Bonding interfaces in friction-and explosive-welded aluminum and steel joints

Abstract

Interfaces of friction-and explosive-welded aluminium-mild steel joints, before and after annealed for 1h at temperatures between 350° and 500°C, were examined by tensile test for bonding strength, and by optical and electron micrographies, and EPMA for phases in intermediate reaction-layers. Results obtained are as follows:
(1) Bonding strength of friction-welded joint in the as-welded state is lower but that of explosive-welded joint is higher than the tensile strength of wrought aluminium, say 86 MPa.

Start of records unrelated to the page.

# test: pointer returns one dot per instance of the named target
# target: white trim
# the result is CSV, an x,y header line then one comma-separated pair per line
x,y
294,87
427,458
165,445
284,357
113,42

(2) The bonding strength of friction-welded joint decreases to almost the same level, say 56 MPa, by annealing at temperatures between 350° and 500°C, while that of explosive-welded joint decreases with increase in annealing temperature and becomes lower than the fracture strength of annealed aluminum matrix after annealing at and above 450°C, which is also lower than that of friction-welded joint annealed at the same temperatures.
(3) The intermediate reaction-layer of friction-welded joint consists mainly of fine aluminum and Fe₄Al₁₃ grains at the aluminum side, and ion and columlar Fe₂Al₅ grains at the steel side in the layer. Meanwhile, the interface of explosive-welded joint consists of three kinds of interfacial zones; those are massive fused zone, thin fused zone, and non-layer zone.
(4) The fused zone consists of two parts; one, named as matrix, is composed with Al phase and network of fine Fe₂Al₅ particles, and the other is such as it looks as if it were a one-phase particle with lower Fe concentration than that of Fe₄Al₁₃ but is a mixture of the matrix and compounds, mainly Fe₄Al₁₃ and seldom Fe₂Al₅ in large particles.
(5) By annealing, the intermediate layer of friction-welded joint does not grow largely. In explosive-welded joint, however, the layer of Fe₂Al₅ grows by annealing at 450°C in the non-layer interface, and this lowers the bonding strength.